2/ Coût supplémentaire des travaux pour le lot n°2 gros oeuvre mur de soutènement en raison du changement de nature des ouvrages (de ce lot) :

étude de sol Ginger-CEBTP + 12.200 euros HT

travaux SPIE 1ère phase + 539.545 euros HT

travaux SPIE 2ème phase + 275.747,50 euros HT

frais de géomètre + 3.233 euros HT

terrassement 1ère phase + 58.000 euros HT

terrassement 2ème phase + 34.000 euros HT

... total TTC + 1.103.579,70 euros TTC

3/ Compte inter entreprise :

... total TTC - 4.174,16 euros TTC

4/ soit un total TTC du marché de : 4.866.814,84 euros TTC.'

Le 19 novembre 2010, la réception du chantier a eu lieu.

Par lette du 19 novembre 2010 dénoncé le même jour à la SAS Fiferdis, la SA SPIE Batignolles Fondations a mis en demeure la SAS Entreprise Bordeaux de lui régler la somme de 893.662,50 euros HT (1.068.820,25 euros TTC), informant également le maître d'ouvrage, qu'elle ferait valoir son action directe de sous-traitant à son encontre si la SAS Entreprise Bordeaux ne s'acquittait pas de cette somme dans le délai imparti.

Le 6 janvier 2011, la SA SPIE Batignolles Fondations a adressé une nouvelle mise en demeure à la SAS Entreprise Bordeaux.

Le même jour, la SA SPIE Batignolles Fondations a sollicité de la SAS Fiferdis le règlement des deux premières situations pour un total de 851.461,70 euros TTC.

Le 29 janvier 2011, la SAS Fiferdis a répondu qu'elle ignorait tout des modalités de l'intervention de la SA SPIE Batignolles Fondations et qu'au surplus, les sommes facturées étaient manifestement sans rapport avec le marché forfaitaire signé avec la SAS Entreprise Bordeaux.
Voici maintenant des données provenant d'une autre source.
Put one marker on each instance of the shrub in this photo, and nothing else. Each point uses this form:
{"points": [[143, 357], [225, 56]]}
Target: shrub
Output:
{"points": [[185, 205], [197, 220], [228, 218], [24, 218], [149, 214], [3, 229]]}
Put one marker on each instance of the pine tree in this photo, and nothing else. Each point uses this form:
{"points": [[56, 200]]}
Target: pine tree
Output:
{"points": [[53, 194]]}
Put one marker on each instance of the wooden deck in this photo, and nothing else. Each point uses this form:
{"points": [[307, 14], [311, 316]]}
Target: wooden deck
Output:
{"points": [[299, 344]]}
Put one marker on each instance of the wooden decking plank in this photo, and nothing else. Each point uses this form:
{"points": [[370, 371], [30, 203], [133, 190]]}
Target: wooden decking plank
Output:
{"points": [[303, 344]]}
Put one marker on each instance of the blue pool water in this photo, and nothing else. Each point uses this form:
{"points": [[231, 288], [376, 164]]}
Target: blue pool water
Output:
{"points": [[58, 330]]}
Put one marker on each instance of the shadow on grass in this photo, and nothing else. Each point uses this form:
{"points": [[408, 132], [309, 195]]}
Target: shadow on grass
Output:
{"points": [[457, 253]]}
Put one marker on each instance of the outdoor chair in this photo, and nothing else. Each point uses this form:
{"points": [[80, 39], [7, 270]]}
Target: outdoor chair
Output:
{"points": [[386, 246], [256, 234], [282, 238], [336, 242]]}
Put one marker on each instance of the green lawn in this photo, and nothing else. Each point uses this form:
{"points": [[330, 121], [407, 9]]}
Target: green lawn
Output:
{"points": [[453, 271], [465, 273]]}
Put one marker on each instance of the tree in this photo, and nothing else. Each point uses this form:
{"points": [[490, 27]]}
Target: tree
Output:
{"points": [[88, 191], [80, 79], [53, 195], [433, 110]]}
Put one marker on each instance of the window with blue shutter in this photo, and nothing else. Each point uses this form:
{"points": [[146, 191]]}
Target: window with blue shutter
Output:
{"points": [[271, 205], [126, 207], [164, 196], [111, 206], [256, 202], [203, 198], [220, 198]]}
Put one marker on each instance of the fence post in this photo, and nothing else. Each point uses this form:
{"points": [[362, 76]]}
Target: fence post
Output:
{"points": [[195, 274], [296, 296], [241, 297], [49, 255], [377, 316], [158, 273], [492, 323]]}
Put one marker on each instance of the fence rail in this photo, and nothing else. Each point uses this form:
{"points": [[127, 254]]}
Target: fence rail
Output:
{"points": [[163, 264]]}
Le 31 mars 2011, la SA SPIE Batignolles Fondations a mis en demeure la SAS Fiferdis de lui payer la situation n°3 valant décompte final, s'élevant à 217.358,65 euros TTC.

Par courriel du 20 mai 2011, valant notification de décompte général définitif (DGD), la SAS Fiferdis a avisé la SAS Entreprise Bordeaux que son projet de décompte était accepté pour la somme de 3.767.409,30 euros TTC, refusé pour la somme de 1.103.579,70 euros TTC, en faisant valoir, à nouveau, que le marché initial passé avec elle était un marché forfaitaire et que l'éventuel surcoût du mur de soutènement ne pouvait pas être pris en compte, et refusé pour la moins-value de 4.174,16 euros TTC (cette dernière étant finalement accepté le 27 juin 2011).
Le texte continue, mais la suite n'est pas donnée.